4. Pemilihan Tim Auditor
Tim audit harus mengumpulkan informasi mengenai catatan-catatan yang
tidak lengkap, ketidakcukupan bukti-bukti, kesalahan penyajian, atau mengubah
bukti secara sengaja dalam melaksanakan Fraud Auditing. Dalam hal ini tenaga
ahli diperlukan untuk melakukan proses audit yang lebih rumit.
Untuk memperoleh informasi, khususnya yang berhubungan dengan fraud,
tim auditor akan memperoleh informasi khususnya yang berhubungan dengan
fraud, tim auditor akan melakukan wawancara dengan banyak karyawan termasuk
merka yang dicurigai.
Sehubungan dengan itu, anggota tim audit (Fraud auditor) harus memiliki
keterampilan, pengetahuan, dan pengalaman yang luas dalam mewawancarai
untuk mendokumentasikan hasil diskusi.
Pertimbangan dalam penugasan staf adalah bahwa fraud auditig tidak
dapat diperkirakan sebelumnya, karena mereka ditemukan dan dibutuhkan tindak
lanjut secepatnya. Pertimbangan juga perlu diberikan kepada orang lain yang
sering menjadi bagian dari tim fraud auditing yaitu staff dari bagian atau divisi
akuntansi perusahaan, pengacara dan staff legal perusahaan yang sesuai dengan
keahlian yang diperlukan.
56
Dalam keseluruhan kasus yang terjadi, tim audit harus berusaha sekuat
tenaga untuk mencapai tujuan, menghindari penuduhan, pengecekan ulang
kesaksian dan bertindak secara profesional setiap waktu.
2.6 Kaitan antara Audit Internal dengan Pencegahan Kecurangan
Pernyataan standar internal auditing (SIAS) No.3 menguraikan mengenai
tanggungjawab internal auditor untuk pencegahan fraud adalah;
“Memeriksa dan menilai kecukupan dan efektivitas sistem pengendalian
intern, berkaitan dengana pengungkapan risiko potensial pada berbagai
bentuk kegiatan/operasi organisasi”
Menurut SIAS No.3 internal auditor harus mengidentifikasi indikator-
indikator fraud, dan jika diperlukan, ditingkatkan dengan pelaksanaan investigasi
untuk membuktikan apakah fraud benar-benar terjadi.

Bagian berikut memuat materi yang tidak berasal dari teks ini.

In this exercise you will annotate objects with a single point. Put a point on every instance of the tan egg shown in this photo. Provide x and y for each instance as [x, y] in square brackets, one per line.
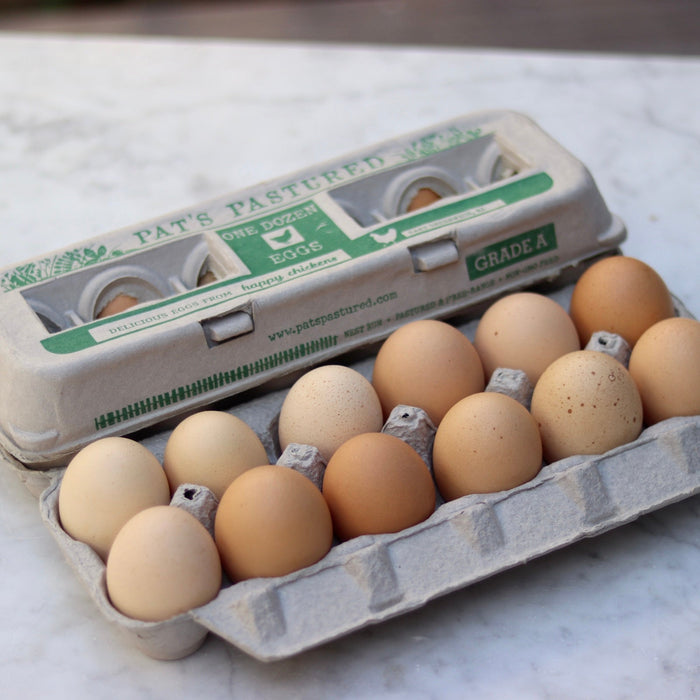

SIAS No.3 memberikan pedoman berkaitan dengan tanggungjawab internal
auditor untuk pencegahan, pendeteksian, investigasi dan pelaporan fraud. Jadi,
standar ini secara jelas mengemukakan bahwa pencegahan fraud adalah
tanggungjawab manajemen. Meskipun demikian internal auditor harus menilai
kewajaran dan efektivitas tindakan yang dilakukan oleh manajemen terhadap
kemungkinan penyimpangan atas kewajiban tersebut.